D'autres sources dans l'industrie de la construction ont dit être en train d'évaluer la stratégie à adopter. Personne ne s'attendait vraiment à ce que les grutiers défient l'ordonnance du Tribunal administratif du travail.

Mise en tutelle?

Aucun des syndicats n'a répondu à nos appels ce matin. En principe, la FTQ-Construction pourrait mettre fin à son affiliation avec l'Union des opérateurs grutiers (section locale 791g) s'ils «refusent de respecter les lois et réglements relatifs à l'industrie de la construction». Questionné hier à savoir si une mise en tutelle du syndicat était envisageable, le porte-parole de la FTQ-Construction, Philippe Lapointe, a dit qu'une telle possibilité était «à évaluer». Il a cependant refusé de commenter davantage en soirée. 
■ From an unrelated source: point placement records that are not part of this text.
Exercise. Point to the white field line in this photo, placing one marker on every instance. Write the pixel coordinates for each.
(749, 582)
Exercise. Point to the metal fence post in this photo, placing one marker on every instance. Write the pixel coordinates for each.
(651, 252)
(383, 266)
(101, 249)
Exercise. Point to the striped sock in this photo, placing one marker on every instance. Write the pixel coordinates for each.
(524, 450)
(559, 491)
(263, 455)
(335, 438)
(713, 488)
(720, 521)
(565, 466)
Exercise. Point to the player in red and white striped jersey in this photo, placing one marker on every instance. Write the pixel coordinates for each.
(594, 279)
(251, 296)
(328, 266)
Le consortium Signature sur le Saint-Laurent, maître d'oeuvre du chantier du nouveau pont Champlain, confirme à La Presse qu'aucun grutier n'est rentré ce matin en dépit de l'ordonnance. Depuis une semaine, l'absence des grutiers empêche l'installation du quatrième voussoir de la section suspendue du pont, le segment le plus complexe de l'ouvrage. Ces immenses pièces de béton et d'acier composant le tablier suspendu doivent impérativement être hissées par plusieurs appareils de levage opérés par des grutiers. «Il y a quand même des activités sur le chantier, mais elles sont limitées», confirme une porte-parole du consortium.

Les ouvriers contestent un nouveau règlement qui permet à des ouvriers non spécialisés d'opérer de façon limitée des camions-flèche (boom truck), essentiellement pour hisser de la marchandise sur des toits d'immeubles. Les règles de préqualification permettant d'accéder à une formation de 2000 heures ont aussi été simplifiées lorsque l'industrie est en situation de pénurie.

Le ministère du Travail et la Commission de la construction affirment que les grutiers ont créé un faux débat prétendant sur la place publique que ce sont des questions de santé et sécurité qui ont provoqué le débrayage. Le nouveau règlement «vient au contraire renforcer la formation qui avait déjà cours» avant l'adoption du règlement, affirme Florent Tanlet, l'attaché de presse de la ministre du Travail Dominique Vien. «En cas de pénurie, plutôt que ce soient quelques privilégiés qui en profitent, le règlement permet à un nombre restreint d'ouvrier de suivre une formation de 150 heures pour se préqualifier. Sous l'ancien régime, cette formation était de 45 heures. C'est beaucoup plus rigoureux que ce l'était», affirme-t-il.